Updated by Sarah Zaranek almost 6 years ago
Notes on review:
in: cwl-run/submit-check-fastj-wf.sh
--disable-resuse probably not necessary for running the cwl also should do the default of --api containers or mention it
in: test-fastj-check_wf.yml
I assume this is an OK file to list publicly?
+ class: Directory
+ path: keep:c6e202a426db2120b1f806a71e9ab876+52891
Updated by Abram Connelly almost 6 years ago
The --disable-reuse
is really for testing purposes. The cwl-run/submit-check-fastj-wf.sh
is only there as an example submission script and not really meant for "production". When testing, I like to force execution to make sure it's been run with the latest.

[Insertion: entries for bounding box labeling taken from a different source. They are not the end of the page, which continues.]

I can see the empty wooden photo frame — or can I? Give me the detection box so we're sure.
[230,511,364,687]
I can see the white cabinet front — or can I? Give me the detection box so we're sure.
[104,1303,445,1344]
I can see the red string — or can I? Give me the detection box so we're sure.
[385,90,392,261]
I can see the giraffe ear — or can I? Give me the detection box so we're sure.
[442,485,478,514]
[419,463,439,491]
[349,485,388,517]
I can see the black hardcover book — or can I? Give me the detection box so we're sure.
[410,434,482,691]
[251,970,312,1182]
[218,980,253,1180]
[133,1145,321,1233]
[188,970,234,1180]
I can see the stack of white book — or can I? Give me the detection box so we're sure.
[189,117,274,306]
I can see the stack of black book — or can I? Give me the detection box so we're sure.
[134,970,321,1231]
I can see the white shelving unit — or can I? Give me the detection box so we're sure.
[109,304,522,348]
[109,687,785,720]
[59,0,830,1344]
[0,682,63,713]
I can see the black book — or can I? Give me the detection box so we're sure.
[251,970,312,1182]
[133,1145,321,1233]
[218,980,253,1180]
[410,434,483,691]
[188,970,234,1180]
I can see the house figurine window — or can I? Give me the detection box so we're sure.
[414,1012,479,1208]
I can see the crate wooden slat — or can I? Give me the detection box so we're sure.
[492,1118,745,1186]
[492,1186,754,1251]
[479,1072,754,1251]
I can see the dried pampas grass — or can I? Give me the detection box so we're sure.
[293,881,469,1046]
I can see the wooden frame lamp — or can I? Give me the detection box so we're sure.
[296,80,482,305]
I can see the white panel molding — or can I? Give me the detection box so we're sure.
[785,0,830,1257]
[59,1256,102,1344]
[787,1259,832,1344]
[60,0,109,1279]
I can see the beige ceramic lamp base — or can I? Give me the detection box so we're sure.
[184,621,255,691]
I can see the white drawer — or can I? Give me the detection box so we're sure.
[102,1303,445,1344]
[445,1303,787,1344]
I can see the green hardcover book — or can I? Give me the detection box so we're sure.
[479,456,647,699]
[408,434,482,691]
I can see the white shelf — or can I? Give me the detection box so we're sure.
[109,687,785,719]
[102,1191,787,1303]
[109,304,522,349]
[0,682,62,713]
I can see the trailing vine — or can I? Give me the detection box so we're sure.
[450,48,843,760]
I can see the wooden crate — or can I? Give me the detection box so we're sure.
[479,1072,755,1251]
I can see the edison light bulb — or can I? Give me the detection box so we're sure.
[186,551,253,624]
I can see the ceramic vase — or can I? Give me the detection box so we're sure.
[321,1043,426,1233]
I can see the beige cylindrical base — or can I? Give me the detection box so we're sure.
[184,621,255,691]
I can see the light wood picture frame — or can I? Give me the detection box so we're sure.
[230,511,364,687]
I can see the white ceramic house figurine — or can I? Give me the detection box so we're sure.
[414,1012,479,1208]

Maybe a comment in the code to that effect?
c6e202a426db2120b1f806a71e9ab876+52891
and 0b76a09e54ccbb5425034aba8b63e8c0+52893
(the other dataset in yml/test-fastj-check_wf.yml
) are hu826751-GS03052-DNA_B01
and hu34D5B9-GS01670-DNA_E02
respectively, which are the FastJ collections derived from the publicly available Harvard PGP GFF files for those two participants.
Updated by Abram Connelly almost 6 years ago
- Status changed from In Progress to Closed
Added license headers to source files.
I had troubles untangling the commit history because of errors in the commit messages so I created a new branch 13380-cwl-fastj-checks-v2
which I then used to merge into master and push.
I also added .licenseignore
file as the git checks were not correctly figuring out I had license information in the source files.